Inter-species horizontal transfer
Tuberculosis was initially considered as a clonal population with no known acquisition of genetic material by horizontal genetic transfer, although it carries IS elements with similarity to IS elements from other species. Thanks to a screening of M. tuberculosis transposon mutants impaired in the in vivo growth in macrophages we have identified a genetic region likely acquired by horizontal transfer from another bacterial species.

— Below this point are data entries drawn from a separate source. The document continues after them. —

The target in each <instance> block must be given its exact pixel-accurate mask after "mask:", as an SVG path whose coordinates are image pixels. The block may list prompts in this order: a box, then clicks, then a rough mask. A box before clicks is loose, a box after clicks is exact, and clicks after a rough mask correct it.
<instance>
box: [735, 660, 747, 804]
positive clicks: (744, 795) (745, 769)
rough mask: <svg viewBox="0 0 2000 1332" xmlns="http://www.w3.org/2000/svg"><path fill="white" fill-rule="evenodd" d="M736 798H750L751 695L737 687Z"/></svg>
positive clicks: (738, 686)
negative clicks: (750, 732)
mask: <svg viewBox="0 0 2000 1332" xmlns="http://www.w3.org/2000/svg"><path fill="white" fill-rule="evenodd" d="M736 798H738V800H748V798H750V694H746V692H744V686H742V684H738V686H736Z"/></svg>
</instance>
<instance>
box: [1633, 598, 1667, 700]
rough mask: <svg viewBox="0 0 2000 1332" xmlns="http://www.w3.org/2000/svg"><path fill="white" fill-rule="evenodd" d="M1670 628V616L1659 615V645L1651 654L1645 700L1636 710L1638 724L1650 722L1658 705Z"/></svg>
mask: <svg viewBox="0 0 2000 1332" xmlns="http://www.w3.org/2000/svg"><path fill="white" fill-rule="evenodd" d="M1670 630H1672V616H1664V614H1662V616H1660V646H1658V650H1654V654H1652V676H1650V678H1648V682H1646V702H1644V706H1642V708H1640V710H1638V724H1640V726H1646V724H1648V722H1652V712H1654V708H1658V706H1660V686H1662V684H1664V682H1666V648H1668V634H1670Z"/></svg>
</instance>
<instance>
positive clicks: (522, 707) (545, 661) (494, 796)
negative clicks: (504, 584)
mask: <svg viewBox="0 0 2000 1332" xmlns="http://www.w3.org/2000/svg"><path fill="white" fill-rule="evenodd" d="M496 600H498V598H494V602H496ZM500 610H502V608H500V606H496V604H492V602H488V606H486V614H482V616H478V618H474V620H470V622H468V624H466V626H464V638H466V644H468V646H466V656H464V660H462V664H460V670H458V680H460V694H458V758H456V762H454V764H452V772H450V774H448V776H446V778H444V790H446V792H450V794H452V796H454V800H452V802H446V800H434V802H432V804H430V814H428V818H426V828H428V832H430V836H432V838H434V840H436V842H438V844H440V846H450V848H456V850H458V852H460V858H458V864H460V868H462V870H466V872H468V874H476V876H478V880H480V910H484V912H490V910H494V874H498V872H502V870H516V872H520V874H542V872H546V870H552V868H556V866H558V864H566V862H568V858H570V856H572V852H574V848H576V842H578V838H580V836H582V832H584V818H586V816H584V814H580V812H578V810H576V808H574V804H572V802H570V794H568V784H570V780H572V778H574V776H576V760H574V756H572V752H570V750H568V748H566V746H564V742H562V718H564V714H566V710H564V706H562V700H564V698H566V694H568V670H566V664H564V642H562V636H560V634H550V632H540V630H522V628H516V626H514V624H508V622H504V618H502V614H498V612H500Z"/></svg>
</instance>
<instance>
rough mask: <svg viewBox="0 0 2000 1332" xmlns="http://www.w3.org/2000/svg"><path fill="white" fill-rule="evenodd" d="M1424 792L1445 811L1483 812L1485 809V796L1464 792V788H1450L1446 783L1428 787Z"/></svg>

One of the major virulence traits of M. tuberculosis is its ability to parasitize host macrophages. Pools of mutants generated by STM have also been used in vitro, in THP-1 macrophage-like cells, to search for genes involved in macrophage parasitism. We have identified 23 mutants corresponding to 21 genes or genetic regions that were attenuated in their ability to survive and multiply inside human macrophages. Mutants disrupted in the ABC transporter-encoding genes Rv0986 and Rv0987 were further characterized as being impaired in their ability to bind to host cells. The genetic region has a G+C content inferior to 55% and is in contrast to the G+C content of the M. tuberculosis (superior to 65%).
The Rv0986-Rv0987-Rv0988 operon is highly homologous to ate-H in Agrobacterium tumefaciens, an a-proteobacteria infecting plant roots. This led us to suggest that the operon might have been acquired by the bacilli through horizontal gene transfer (HGT). Using a combination of molecular biology and in silico approaches we have shown that this operon is indeed specific to the M. tuberculosis complex and has been acquired by the ancestor of the complex through HGT from a γ-proteobacterium species. Further analysis of the M. tuberculosis genome using four nucleotides genomic signature revealed 48 M. tuberculosis-specific chromosomal regions with atypical characteristics, potentially due to HGT from environmental bacteria. Many display features typical of the genomic islands found in other bacteria, including residual material from mobile genetic elements, flanking direct repeats, insertion in the vicinity of tRNA sequences, and genes with putative or documented virulence functions.
Intra-species horizontal transfer
Using other approaches based on phylogenetic and linkage disequilibrium analysis we analyzed 24 genomes of M. tuberculosis complex isolates and found an excess of genetic diversity in regions encoding key adaptive functions including the type VII secretion system and the ancient horizontally transferred virulence-related regions carrying Rv0986 and Rv0987 genes above described. This analysis showed evident signs of recombination in M. tuberculosis. Recombination tracts add a high density of polymorphisms, and many are thus predicted to arise from outside the clade. Recombination introduced an excess of non-synonymous diversity in general and even more in genes expected to be under positive or diversifying selection, e.g., cell wall component genes. Hence, contrary to some other pathogens and previous proposals concerning M. tuberculosis, this strain family may have come out of its ancestral bottleneck as a very successful pathogen that is rapidly diversifying by the action of mutation, recombination, and natural selection.
Figure 1 : Graphical representation of the distribution of SNPs in two regions of SNPs clustering. Virulence operon horizontally transferred to the ancestor of M. tuberculosis.
Figure 2 : Visualization of conflicting phylogenetic signals by the split decomposition method implemented in SplitsTree4.